Since the Patient Protection and Affordable Care Act were approved this summer, states and many rights groups have been disagreeing about the benefits and drawbacks. The impact the act has on elderly people due to Medicaid/Medicare reduces, as well as its impact on nursing homes, are both popular issues. Many senior rights groups were passionate about the latest regulation, declaring it permitted them to acquire more advantages from State health programs and Medical health insurance. Max Richtman, head of the National Committee to Preserve Social Security & Medicare, assured people they would “get more and pay less for it.”
The decreasing of medicine prices for those with Medical health insurance is a plus, but where are the other benefits? With a loss of $716 billion dollars for Medical health insurance, President Barack Obama’s using a double-edged blade on elderly people, as medical centers have to downsize employees to afford budget and wage reduces. This does allow elderly people in medical centers and nursing homes to have the same advantages with lower costs and insurance deductibles. However, there will not be enough staff to care for the sick and injured, which in the end will fuel the two main causes of occurrences in nursing homes right now, the shifting of sufferers to different facilitations, as well as abuse and disregard.

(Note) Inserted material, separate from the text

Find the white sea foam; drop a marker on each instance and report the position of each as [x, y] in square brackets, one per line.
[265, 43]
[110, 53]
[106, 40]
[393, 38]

One of the latest problems for sick and injured elderly people is their treatment in nursing homes. California has come under fire during modern times due to many undercover reviews exposing the true characteristics of these features and lack of care being provided. Will the new reduces to State Medicaid programs and Medical health insurance under Obamacare aid our elderly people, especially those in nursing homes? With needing health insurance coverage, yet less financing to offer the advantages and financing to the programs, there is a connection between the ongoing inadequate care of these sufferers, especially in the conglomerate unfortunately that the nursing facilitation market has turned into.